Prior to the start of his senior season, Weems was named to the preseason candidate list for the Lowe's Senior CLASS Award. He was also named the preseason MVC Player of the Year.

==Professional career==
===Germany, France and Turkey (2012–2019)===
Weems went undrafted in the 2012 NBA draft. On July 26, 2012, he signed his first professional contract with Telekom Baskets Bonn in Germany's top professional league. On August 19, 2013, he signed with BBC Bayreuth.

On June 10, 2014, he signed with JSF Nanterre of the French LNB Pro A for the 2014–15 season.

On July 5, 2015, he signed with Strasbourg IG for the 2015–16 season.

On July 15, 2016, Weems signed a 1+1 deal with Turkish team Beşiktaş. In the 2017–18 season he averaged 8.6 points per game. Weems signed with Tofaş S.K. on July 10, 2018.

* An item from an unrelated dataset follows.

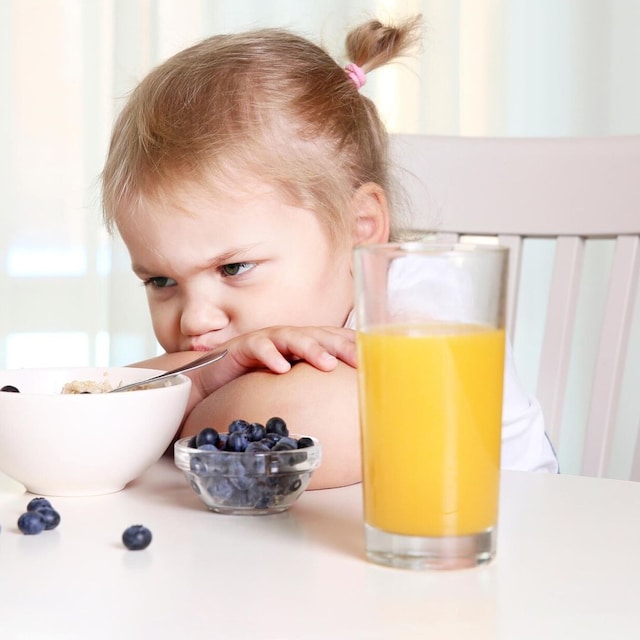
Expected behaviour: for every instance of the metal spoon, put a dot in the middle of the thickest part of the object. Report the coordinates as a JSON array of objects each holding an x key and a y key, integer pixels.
[{"x": 207, "y": 358}]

===Virtus Bologna (2019–2023)===
On July 20, 2019, he signed with Virtus Bologna of the Italian Lega Basket Serie A (LBA). On April 7, 2020, after more than a month of suspension, the Italian Basketball Federation officially ended the 2019–20 season, due to the coronavirus pandemic that severely hit Italy. Virtus ended the season first, with 18 wins and only 2 defeats, but the title was not assigned. On May 5, the EuroCup season ended too.

In the following season, in April 2021, despite a winning record of 19–2, Virtus was defeated in the EuroCup's semifinals by UNICS Kazan. However, the season ended with a great success. In fact, after having knocked out 3–0 both Basket Treviso in the quarterfinals and New Basket Brindisi in the semifinals, on 11 June Virtus defeated 4–0 its historic rival Olimpia Milano in the national finals, winning its 16th national title and the first one after twenty years. On 30 June, Weems signed another two-year deal with Virtus.

On September 21, the team won its second Supercup, defeating Olimpia Milano 90–84. Moreover, after having ousted Lietkabelis, Ulm and Valencia in the first three rounds of the playoffs, on 11 May 2022, Virtus defeated Frutti Extra Bursaspor by 80–67 at the Segafredo Arena, winning its first EuroCup and qualifying for the EuroLeague after 14 years. However, despite having ended the regular season at the first place and having ousted 3–0 both Pesaro and Tortona in the first two rounds of playoffs, Virtus was defeated 4–2 in the national finals by Olimpia Milan.

On 29 September 2022, after having ousted Milano in the semifinals, Virtus won its third Supercup, defeating 72–69 Banco di Sardegna Sassari and achieving a back-to-back, following the 2021 trophy. However, despite good premises Virtus ended the EuroLeague season at the 14th place, thus it did not qualify for the playoffs. Moreover, the team was defeated in the Italian Basketball Cup final by Brescia. In June, after having ousted 3–0 both Brindisi and Tortona, Virtus was defeated 4–3 by Olimpia Milan in the national finals, following a series which was widely regarded among the best in the latest years of Italian basketball.

===Derthona Basket (2023–2025)===
On July 11, 2023, he signed with Derthona Basket of the Italian LBA.